Doppik kommt zum 1. Januar
Jetzt startet die doppische Buchungssystematik (Doppik) in den flächendeckenden Echtbetrieb. Salzgitter ist damit eine der ersten deutschen Großstädte, die die neue Haushaltsführung komplett umgesetzt hat.
Für Oberbürgermeister Frank Klingebiel und Stadtkämmerer Ekkehard Grunwald ist damit eine Etappe des Modernisierungsprozesses der Verwaltung geschafft. Wesentlicher Bestandteil war die Umstellung auf das Ressourcenverbrauchskonzept und damit verbunden die Einführung der Doppik mit einer Kosten- und Leistungsrechnung, denn nur durch sie ist eine transparente Betrachtung der kommunalen Finanzen möglich. Im Gegensatz zur Kameralistik gibt die Doppik klar Aufschluss über das Vermögen und die Ressourcen, zeigt die Kosten für Leistungen und Produkte und damit gleichzeitig die Auswirkungen von Beschlüssen auf.
Grunwald: „In der Doppik hat jeder Beschluss sofort Konsequenzen im Haushalt im Sinne von Zuweisungen und Rückstellungen oder den bisher außer acht gelassenen Abschreibungen - und damit hat er auch Auswirkungen auf die Vermögenslage." Für Oberbürgermeister Klingebiel ist das auch eine Frage der Generationsgerechtigkeit: "Man wird nunmehr bei jeder Maßnahme den Folgekosten, die die nachfolgenden Generationen zu tragen haben, mehr Beachtung schenken müssen als bisher.
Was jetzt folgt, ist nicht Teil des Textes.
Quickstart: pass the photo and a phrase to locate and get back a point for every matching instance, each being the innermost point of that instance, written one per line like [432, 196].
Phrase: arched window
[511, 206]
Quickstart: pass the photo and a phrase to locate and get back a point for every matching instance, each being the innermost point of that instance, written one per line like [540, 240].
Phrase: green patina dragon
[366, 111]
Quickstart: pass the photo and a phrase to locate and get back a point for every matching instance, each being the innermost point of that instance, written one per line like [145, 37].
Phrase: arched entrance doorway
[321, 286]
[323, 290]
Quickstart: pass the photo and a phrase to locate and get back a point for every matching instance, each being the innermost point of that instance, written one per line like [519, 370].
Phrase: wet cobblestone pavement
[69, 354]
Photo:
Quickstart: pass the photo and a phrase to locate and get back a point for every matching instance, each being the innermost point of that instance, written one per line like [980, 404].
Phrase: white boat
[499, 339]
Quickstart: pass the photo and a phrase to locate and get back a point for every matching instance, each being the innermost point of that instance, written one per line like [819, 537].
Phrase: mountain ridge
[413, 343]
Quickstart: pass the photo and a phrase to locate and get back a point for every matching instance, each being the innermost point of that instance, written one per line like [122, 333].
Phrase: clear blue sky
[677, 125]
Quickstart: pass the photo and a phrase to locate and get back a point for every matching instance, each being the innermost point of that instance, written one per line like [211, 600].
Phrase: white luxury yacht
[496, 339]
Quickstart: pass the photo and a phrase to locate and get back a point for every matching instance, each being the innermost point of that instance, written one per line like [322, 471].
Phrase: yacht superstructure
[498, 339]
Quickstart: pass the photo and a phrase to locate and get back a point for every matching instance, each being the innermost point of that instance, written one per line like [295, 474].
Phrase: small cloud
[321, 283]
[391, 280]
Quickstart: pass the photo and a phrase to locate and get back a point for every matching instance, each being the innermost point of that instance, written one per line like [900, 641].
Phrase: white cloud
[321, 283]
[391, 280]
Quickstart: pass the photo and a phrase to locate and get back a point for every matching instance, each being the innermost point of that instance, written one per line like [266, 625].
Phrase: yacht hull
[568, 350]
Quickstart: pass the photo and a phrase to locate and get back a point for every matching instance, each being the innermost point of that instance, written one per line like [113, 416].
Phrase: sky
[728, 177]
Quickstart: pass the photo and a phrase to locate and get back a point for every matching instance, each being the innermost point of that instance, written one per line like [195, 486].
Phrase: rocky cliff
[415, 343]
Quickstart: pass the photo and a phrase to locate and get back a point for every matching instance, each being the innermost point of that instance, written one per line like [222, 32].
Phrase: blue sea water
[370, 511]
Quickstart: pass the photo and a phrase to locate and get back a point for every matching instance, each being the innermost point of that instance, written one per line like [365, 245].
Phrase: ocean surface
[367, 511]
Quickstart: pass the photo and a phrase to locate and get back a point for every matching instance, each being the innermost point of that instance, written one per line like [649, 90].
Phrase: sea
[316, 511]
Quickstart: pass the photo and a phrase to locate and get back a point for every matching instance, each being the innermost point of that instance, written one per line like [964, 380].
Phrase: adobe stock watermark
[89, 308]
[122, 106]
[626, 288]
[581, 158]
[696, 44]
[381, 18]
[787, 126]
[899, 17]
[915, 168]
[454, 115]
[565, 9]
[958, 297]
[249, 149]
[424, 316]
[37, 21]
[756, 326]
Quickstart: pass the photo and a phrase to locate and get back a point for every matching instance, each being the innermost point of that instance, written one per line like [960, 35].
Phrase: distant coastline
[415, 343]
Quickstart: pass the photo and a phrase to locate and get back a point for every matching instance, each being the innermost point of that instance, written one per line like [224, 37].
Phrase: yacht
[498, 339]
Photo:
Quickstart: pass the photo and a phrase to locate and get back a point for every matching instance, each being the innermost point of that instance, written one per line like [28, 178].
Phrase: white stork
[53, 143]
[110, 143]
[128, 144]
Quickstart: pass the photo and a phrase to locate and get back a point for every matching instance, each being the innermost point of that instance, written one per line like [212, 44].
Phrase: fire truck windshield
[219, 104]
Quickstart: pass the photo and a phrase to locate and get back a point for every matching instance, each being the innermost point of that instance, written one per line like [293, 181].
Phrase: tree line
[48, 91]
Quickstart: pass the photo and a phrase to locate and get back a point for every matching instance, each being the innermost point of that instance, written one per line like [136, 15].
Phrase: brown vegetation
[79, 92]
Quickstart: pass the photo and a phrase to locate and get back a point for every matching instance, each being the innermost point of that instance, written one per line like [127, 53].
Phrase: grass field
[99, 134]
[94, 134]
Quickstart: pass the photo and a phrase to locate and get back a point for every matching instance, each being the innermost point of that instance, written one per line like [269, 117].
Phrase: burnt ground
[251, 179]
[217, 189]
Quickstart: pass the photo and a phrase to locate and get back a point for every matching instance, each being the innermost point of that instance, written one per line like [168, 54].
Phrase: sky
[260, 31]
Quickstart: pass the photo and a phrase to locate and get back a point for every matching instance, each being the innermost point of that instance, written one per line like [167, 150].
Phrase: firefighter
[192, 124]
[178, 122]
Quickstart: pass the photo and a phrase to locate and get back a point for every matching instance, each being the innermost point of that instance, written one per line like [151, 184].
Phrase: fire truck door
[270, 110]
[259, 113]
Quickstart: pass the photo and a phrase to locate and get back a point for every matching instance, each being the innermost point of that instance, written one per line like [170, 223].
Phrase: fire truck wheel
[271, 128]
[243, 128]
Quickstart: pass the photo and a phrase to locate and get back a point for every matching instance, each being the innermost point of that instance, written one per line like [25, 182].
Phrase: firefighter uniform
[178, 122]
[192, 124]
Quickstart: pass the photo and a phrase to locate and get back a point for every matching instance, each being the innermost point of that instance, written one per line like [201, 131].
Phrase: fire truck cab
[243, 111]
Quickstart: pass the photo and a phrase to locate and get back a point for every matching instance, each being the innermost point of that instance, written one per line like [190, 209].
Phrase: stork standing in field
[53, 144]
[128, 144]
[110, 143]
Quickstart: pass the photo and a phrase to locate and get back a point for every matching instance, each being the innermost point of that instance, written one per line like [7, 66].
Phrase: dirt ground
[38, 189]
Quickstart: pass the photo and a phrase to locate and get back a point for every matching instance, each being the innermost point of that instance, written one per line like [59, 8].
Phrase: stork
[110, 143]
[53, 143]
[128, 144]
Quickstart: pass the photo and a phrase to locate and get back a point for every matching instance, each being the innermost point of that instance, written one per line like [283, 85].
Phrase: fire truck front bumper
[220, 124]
Und die Einwohnerschaft profitiert davon, in dem sie in Zukunft leichter nachvollziehen kann, wie ihre Steuergelder verwendet werden und sich die wirtschaftliche Situation der Stadt darstellt."
Seit Anfang 2004 ist die neue Software bereits im Einsatz - allerdings bis dato noch mit Netz und doppeltem Boden. In der mit dem Startschuss am Neujahrstag endenden zweijährigen Pilotphase arbeiteten die Bediensteten der Stadtverwaltung nach wie vor mit den kameralistischen Funktionalitäten des Verfahrens. Im Hintergrund lief aber parallel schon die Doppik, sodass die Kernverwaltung eine Eröffnungsbilanz zum 1. Januar 2005 nach den Grundsätzen der Doppik für Gemeinden aufstellen konnte.
Am 2. und auch 3. Januar 2007 ist die Stadtkasse wegen der notwendigen Umstellungsarbeiten nicht geöffnet. Die Gebührenzahlstelle bleibt am 2. Januar ebenfalls geschlossen. Die übrige Verwaltung, insbesondere das Bürgercenter, stehen aber zu den üblichen Öffnungszeiten zur Verfügung. Wenn in wenigen Tagen die Kameralistik in Salzgitter endgültig der Vergangenheit angehört, hoffen Klingebiel und Grunwald, dass sich der bisher gezeigte reibungslose Funktionsablauf fortsetzt und Umstellungsschwierigkeiten kein Thema sind. Dennoch wurde vorgesorgt.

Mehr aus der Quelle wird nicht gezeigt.